Ruy Fabiano
Torcendo
por Lula
O Presidente Fernando Henrique acompanha, afetando desinteresse, o conflito interno do PT em torno da sucessão presidencial. O presidente teme uma eventual desistência de Lula, o candidato que as pesquisas indicam como o mais conveniente a seus planos reeletivos.
Com ou sem Brizola, Lula é visto como candidato com profundas limitações. Não consegue estender seu círculo de alianças e é refém das facções mais radicais do partido. A parceria com Brizola não alteraria a natureza restritiva de sua candidatura. De certa forma, ampliaria seu espectro de rejeições.

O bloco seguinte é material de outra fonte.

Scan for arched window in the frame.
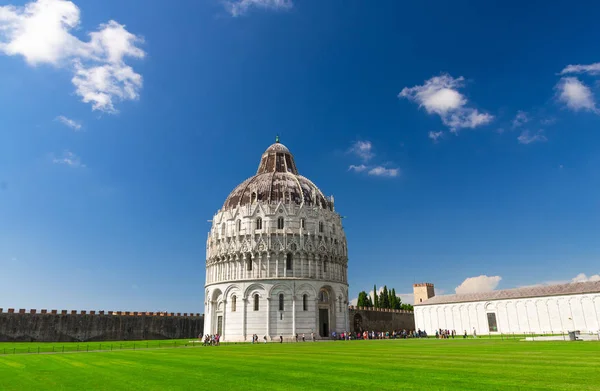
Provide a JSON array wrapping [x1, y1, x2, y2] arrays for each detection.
[[319, 290, 329, 303]]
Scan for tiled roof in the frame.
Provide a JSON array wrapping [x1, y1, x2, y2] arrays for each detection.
[[415, 281, 600, 306]]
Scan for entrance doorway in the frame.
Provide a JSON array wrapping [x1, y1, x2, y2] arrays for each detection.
[[217, 315, 223, 335], [319, 308, 329, 338]]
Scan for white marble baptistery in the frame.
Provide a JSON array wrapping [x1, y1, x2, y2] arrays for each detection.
[[204, 140, 348, 342]]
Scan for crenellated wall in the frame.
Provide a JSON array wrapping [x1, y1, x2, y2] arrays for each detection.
[[0, 308, 204, 342], [348, 306, 415, 332]]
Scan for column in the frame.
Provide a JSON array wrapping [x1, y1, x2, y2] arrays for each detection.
[[221, 299, 227, 341], [315, 300, 321, 337], [258, 254, 262, 278], [267, 297, 271, 338], [292, 296, 296, 337], [242, 253, 248, 279], [242, 297, 248, 341], [267, 253, 271, 278]]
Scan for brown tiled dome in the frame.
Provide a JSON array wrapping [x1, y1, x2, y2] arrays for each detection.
[[223, 140, 333, 210]]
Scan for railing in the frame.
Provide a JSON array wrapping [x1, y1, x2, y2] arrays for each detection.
[[0, 308, 201, 317]]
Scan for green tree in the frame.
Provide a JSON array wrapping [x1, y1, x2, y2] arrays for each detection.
[[356, 291, 370, 307], [379, 285, 390, 308], [390, 288, 400, 310], [373, 285, 379, 308]]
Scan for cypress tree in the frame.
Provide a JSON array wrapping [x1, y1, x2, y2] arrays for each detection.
[[373, 285, 379, 308], [379, 285, 390, 308]]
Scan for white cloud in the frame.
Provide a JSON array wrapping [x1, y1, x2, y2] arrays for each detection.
[[398, 75, 494, 132], [52, 151, 85, 168], [540, 117, 556, 125], [512, 110, 529, 129], [519, 273, 600, 288], [369, 166, 400, 177], [348, 164, 367, 172], [454, 275, 502, 295], [517, 129, 548, 145], [56, 115, 81, 130], [0, 0, 145, 113], [571, 273, 600, 282], [224, 0, 293, 16], [556, 77, 597, 112], [427, 130, 444, 143], [560, 62, 600, 75], [349, 141, 375, 162]]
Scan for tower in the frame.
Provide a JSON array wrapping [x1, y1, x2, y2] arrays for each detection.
[[413, 282, 435, 304]]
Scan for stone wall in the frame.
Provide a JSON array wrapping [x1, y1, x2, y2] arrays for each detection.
[[348, 306, 415, 332], [0, 308, 204, 342]]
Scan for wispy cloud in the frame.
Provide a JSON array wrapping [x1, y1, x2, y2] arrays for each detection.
[[369, 166, 400, 177], [540, 117, 556, 126], [0, 0, 145, 113], [519, 273, 600, 288], [560, 62, 600, 75], [52, 151, 85, 168], [512, 110, 529, 129], [556, 77, 598, 113], [517, 129, 548, 144], [348, 140, 400, 177], [427, 130, 444, 143], [454, 275, 502, 295], [349, 140, 375, 162], [56, 115, 81, 130], [398, 74, 494, 132], [348, 164, 367, 172], [224, 0, 294, 17]]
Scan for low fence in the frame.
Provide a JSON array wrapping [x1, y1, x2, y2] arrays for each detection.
[[0, 308, 204, 342]]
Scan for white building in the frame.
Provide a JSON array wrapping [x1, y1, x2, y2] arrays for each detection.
[[204, 139, 348, 341], [414, 281, 600, 335]]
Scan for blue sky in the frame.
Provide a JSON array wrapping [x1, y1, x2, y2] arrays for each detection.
[[0, 0, 600, 312]]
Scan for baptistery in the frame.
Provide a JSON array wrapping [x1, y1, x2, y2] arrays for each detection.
[[204, 138, 348, 342]]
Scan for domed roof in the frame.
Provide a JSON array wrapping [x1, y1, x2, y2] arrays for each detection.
[[223, 137, 333, 210]]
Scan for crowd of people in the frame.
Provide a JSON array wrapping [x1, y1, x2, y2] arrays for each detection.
[[198, 329, 477, 346], [198, 334, 221, 346], [435, 328, 477, 339]]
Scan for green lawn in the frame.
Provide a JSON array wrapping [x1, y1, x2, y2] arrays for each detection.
[[0, 338, 600, 391]]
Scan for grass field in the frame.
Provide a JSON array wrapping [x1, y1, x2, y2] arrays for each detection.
[[0, 339, 600, 391]]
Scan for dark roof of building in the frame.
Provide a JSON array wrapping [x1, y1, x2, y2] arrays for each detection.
[[223, 139, 333, 210], [415, 281, 600, 306]]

O Planalto, pois, está pouco ligando para o destino daquela parceria ou mesmo para os planos pessoais de Brizola. Juntos ou separados, não infundem qualquer preocupação.
O temor é de que Lula desista de candidatar-se e o PT acabe por lançar Tarso Genro como seu substituto. Tarso, além de exibir experiência administrativa - foi prefeito de Porto de Porto Alegre e teve gestão elogiadíssima -, é mais articulado e mais apto ao debate de idéias que Lula. Assim pelo menos é visto pelo próprio Fernando Henrique, que, em diversas oportunidades, chegou a citá-lo como um dos raros oposicionistas a exercitar adequadamente o papel crítico que lhe cabe.

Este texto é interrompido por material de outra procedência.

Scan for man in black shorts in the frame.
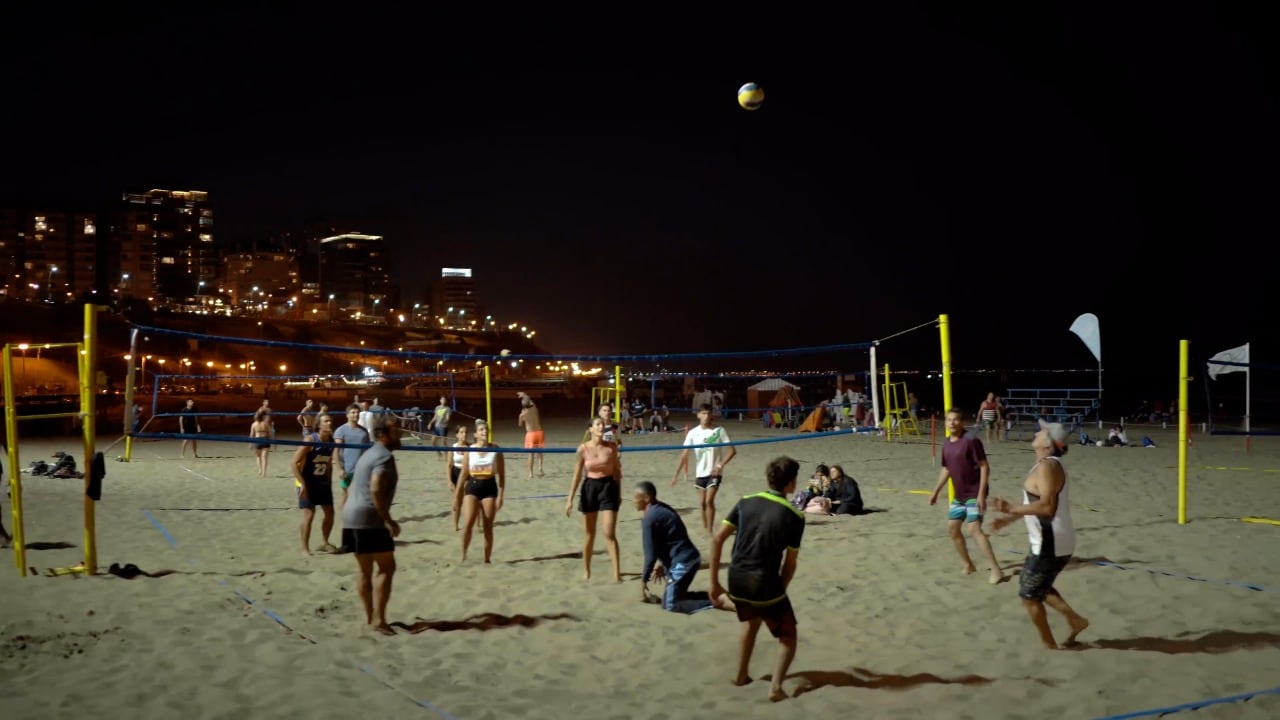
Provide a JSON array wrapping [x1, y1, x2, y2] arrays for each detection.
[[710, 456, 804, 702], [342, 416, 401, 635]]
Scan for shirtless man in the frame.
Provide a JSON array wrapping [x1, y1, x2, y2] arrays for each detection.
[[991, 420, 1089, 650], [516, 392, 547, 480]]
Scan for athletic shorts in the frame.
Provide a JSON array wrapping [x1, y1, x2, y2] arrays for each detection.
[[1018, 555, 1071, 600], [298, 480, 333, 510], [465, 478, 498, 500], [947, 498, 982, 524], [351, 528, 396, 555], [577, 478, 622, 512], [733, 596, 796, 638]]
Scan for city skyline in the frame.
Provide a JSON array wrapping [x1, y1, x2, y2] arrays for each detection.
[[0, 6, 1280, 399]]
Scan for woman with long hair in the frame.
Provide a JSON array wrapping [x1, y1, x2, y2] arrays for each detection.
[[564, 416, 622, 583], [453, 419, 507, 562]]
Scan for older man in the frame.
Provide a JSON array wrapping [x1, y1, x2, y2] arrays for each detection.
[[992, 420, 1089, 650]]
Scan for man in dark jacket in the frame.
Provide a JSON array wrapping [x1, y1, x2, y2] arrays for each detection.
[[634, 480, 712, 614]]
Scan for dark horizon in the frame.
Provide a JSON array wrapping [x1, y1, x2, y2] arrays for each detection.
[[0, 5, 1280, 404]]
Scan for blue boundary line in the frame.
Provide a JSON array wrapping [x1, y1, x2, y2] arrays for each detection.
[[133, 425, 874, 454], [1097, 687, 1280, 720], [1009, 550, 1276, 592], [142, 510, 460, 720]]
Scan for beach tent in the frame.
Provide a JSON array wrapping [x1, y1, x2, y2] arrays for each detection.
[[746, 378, 800, 419]]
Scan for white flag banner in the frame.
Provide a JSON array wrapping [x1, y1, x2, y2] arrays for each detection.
[[1208, 342, 1249, 380], [1071, 313, 1102, 364]]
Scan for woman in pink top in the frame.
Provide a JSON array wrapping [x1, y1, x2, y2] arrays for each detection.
[[564, 418, 622, 583]]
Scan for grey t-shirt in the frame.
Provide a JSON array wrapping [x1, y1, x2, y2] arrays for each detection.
[[333, 423, 369, 473], [342, 442, 399, 530]]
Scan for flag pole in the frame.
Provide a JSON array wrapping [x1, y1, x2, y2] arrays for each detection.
[[1244, 342, 1253, 452]]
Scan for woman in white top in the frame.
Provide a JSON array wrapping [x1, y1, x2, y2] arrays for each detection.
[[453, 419, 507, 562]]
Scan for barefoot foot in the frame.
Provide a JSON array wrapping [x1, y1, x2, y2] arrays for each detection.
[[1062, 615, 1089, 647]]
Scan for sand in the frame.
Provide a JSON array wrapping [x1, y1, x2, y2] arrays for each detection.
[[0, 419, 1280, 720]]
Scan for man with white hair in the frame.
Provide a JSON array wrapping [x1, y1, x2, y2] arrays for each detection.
[[992, 419, 1089, 650]]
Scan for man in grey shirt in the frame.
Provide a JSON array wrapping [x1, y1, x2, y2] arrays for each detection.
[[342, 415, 401, 635]]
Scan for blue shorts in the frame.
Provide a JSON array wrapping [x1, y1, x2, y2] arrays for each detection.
[[947, 498, 982, 523]]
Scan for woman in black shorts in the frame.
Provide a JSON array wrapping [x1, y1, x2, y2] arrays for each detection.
[[444, 424, 471, 532], [564, 418, 622, 583], [453, 420, 507, 562]]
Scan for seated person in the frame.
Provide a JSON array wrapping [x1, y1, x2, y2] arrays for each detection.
[[1107, 425, 1129, 447], [823, 465, 863, 515]]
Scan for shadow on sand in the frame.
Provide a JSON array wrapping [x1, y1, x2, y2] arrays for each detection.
[[1068, 630, 1280, 655], [787, 667, 992, 697], [390, 612, 577, 634]]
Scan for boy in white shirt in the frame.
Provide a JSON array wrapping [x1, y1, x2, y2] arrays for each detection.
[[671, 404, 737, 534]]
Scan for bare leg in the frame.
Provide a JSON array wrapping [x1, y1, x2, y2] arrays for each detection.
[[947, 520, 978, 573], [480, 497, 498, 564], [320, 505, 338, 552], [369, 551, 396, 635], [600, 510, 622, 583], [462, 495, 480, 561], [582, 512, 599, 580], [733, 619, 760, 685], [1044, 589, 1089, 647], [769, 628, 800, 702], [1023, 598, 1057, 650], [703, 487, 719, 534], [356, 555, 374, 625], [298, 507, 316, 555], [969, 523, 1005, 585]]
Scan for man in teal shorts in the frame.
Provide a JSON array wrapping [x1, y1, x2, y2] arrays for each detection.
[[929, 409, 1005, 584]]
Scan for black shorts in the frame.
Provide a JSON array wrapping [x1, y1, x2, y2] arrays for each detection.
[[694, 475, 724, 489], [1018, 555, 1071, 601], [298, 480, 333, 510], [577, 478, 622, 512], [733, 596, 796, 638], [463, 478, 498, 500], [351, 528, 396, 555]]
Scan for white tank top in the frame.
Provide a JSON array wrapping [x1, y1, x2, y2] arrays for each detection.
[[470, 450, 498, 478], [1023, 456, 1075, 557]]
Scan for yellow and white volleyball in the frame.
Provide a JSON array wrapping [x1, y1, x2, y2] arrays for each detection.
[[737, 82, 764, 110]]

O PDT de Brizola e o PPS de Ciro Gomes são estruturas partidárias nanicas, sem dimensão nacional, o que os torna problemáticos para alianças em eleições casadas, como a deste ano. Não basta, pois, haver um candidato com bom potencial, como Ciro Gomes, por exemplo.
É preciso que simultaneamente haja estrutura partidária equivalente, que viabilize pactos regionais sólidos. O PT é o único dos partidos de oposição a possuir tal estrutura. O PMDB, que tem estrutura igualmente sólida, é, no entanto, um partido hibrido - metade oposição, metade governo. Dos efetivamente na oposição, o PT é o único estruturado para firmar aliança capaz de ameaçar a frente governista.

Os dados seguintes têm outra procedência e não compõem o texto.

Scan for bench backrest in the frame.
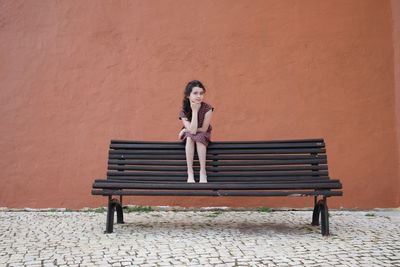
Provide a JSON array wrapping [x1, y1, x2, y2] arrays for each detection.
[[107, 139, 329, 182]]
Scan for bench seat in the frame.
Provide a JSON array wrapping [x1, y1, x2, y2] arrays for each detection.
[[92, 138, 343, 235]]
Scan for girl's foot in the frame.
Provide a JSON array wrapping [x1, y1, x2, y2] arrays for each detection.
[[200, 171, 207, 183], [187, 171, 195, 183]]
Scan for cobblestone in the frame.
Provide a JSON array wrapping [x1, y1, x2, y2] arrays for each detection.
[[0, 210, 400, 266]]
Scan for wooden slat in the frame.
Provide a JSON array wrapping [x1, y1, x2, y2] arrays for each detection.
[[108, 165, 327, 172], [108, 158, 326, 166], [109, 155, 327, 162], [93, 182, 342, 190], [107, 170, 328, 177], [110, 142, 325, 150], [111, 138, 324, 144], [109, 147, 326, 155], [92, 189, 343, 197], [107, 175, 330, 183], [95, 179, 340, 184]]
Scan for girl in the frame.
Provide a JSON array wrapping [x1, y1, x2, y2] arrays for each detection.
[[178, 80, 214, 183]]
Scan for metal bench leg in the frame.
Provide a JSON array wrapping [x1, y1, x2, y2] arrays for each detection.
[[311, 201, 321, 226], [311, 197, 329, 236], [105, 196, 115, 233], [319, 197, 329, 236], [114, 199, 124, 223]]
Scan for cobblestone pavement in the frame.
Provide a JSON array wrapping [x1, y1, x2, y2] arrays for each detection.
[[0, 210, 400, 266]]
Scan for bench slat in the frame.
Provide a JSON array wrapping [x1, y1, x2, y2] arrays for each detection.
[[108, 159, 326, 166], [93, 181, 342, 190], [95, 179, 339, 184], [107, 170, 328, 177], [109, 147, 326, 155], [110, 142, 325, 150], [92, 189, 343, 197], [111, 138, 324, 145], [108, 165, 328, 172], [109, 155, 327, 163], [107, 175, 330, 182]]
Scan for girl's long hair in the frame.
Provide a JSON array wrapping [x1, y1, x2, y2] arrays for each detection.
[[182, 80, 206, 121]]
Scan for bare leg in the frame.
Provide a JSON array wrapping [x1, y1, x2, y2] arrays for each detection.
[[196, 142, 207, 183], [185, 136, 195, 183]]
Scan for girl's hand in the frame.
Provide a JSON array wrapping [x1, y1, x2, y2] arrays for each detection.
[[178, 128, 186, 139], [190, 102, 201, 111]]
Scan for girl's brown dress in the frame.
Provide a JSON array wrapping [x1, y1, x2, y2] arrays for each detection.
[[179, 102, 214, 146]]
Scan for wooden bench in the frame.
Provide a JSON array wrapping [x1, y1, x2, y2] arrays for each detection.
[[92, 139, 343, 235]]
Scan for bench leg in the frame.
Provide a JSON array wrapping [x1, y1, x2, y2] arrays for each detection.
[[311, 201, 321, 226], [105, 196, 115, 233], [311, 197, 329, 236], [115, 200, 124, 223], [320, 197, 329, 236]]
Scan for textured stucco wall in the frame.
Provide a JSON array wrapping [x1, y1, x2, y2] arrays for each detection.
[[391, 0, 400, 207], [0, 0, 399, 208]]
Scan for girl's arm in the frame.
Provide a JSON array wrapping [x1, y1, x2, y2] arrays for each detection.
[[182, 111, 199, 134], [182, 110, 212, 133]]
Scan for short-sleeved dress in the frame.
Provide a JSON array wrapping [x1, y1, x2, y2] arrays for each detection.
[[179, 102, 214, 146]]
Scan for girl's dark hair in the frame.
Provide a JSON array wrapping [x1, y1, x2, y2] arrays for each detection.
[[182, 80, 206, 121]]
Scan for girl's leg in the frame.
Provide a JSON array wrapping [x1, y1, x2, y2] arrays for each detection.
[[185, 136, 195, 183], [196, 142, 207, 183]]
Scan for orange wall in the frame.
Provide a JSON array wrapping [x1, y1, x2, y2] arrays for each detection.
[[0, 0, 400, 208]]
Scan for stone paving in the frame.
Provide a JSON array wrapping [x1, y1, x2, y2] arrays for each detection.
[[0, 209, 400, 266]]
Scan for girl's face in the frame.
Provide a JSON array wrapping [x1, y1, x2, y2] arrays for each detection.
[[188, 87, 204, 103]]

Falta-lhe, no entanto, antes de mais nada, candidato em condições de abrir o leque das alianças. Lula, por mais que busque reciclar o seu discurso, não vai muito longe. O governador Miguel Arraes, presidente do PSB, por exemplo, está certo de que ele é um nome ultrapassado - e não o quer como parceiro.
Já em relação a Tarso Genro, Arraes pensa de outra forma. Vê nele potencial competitivo e admite integrar uma frente em torno de seu nome. Tarso conta também com a simpatia da ala xiita do PT, presentemente em rota de colisão com Lula em face do resultado da convenção estadual fluminense, que recusou aliança com o PDT.
O conflito do PT, até aqui, não alterou o favoritismo de Fernando Henrique, nem se reflete na própria candidatura Lula. Mas é certo que os desdobramentos do processo hão de influir. Se o PT mantiver Lula, tende a isolar-se na campanha. Se o substituir, adquire condições de selar novas alianças, atraindo o centro.
É pelo menos esse o temor dos observadores governistas, que, claro, torcem por Lula.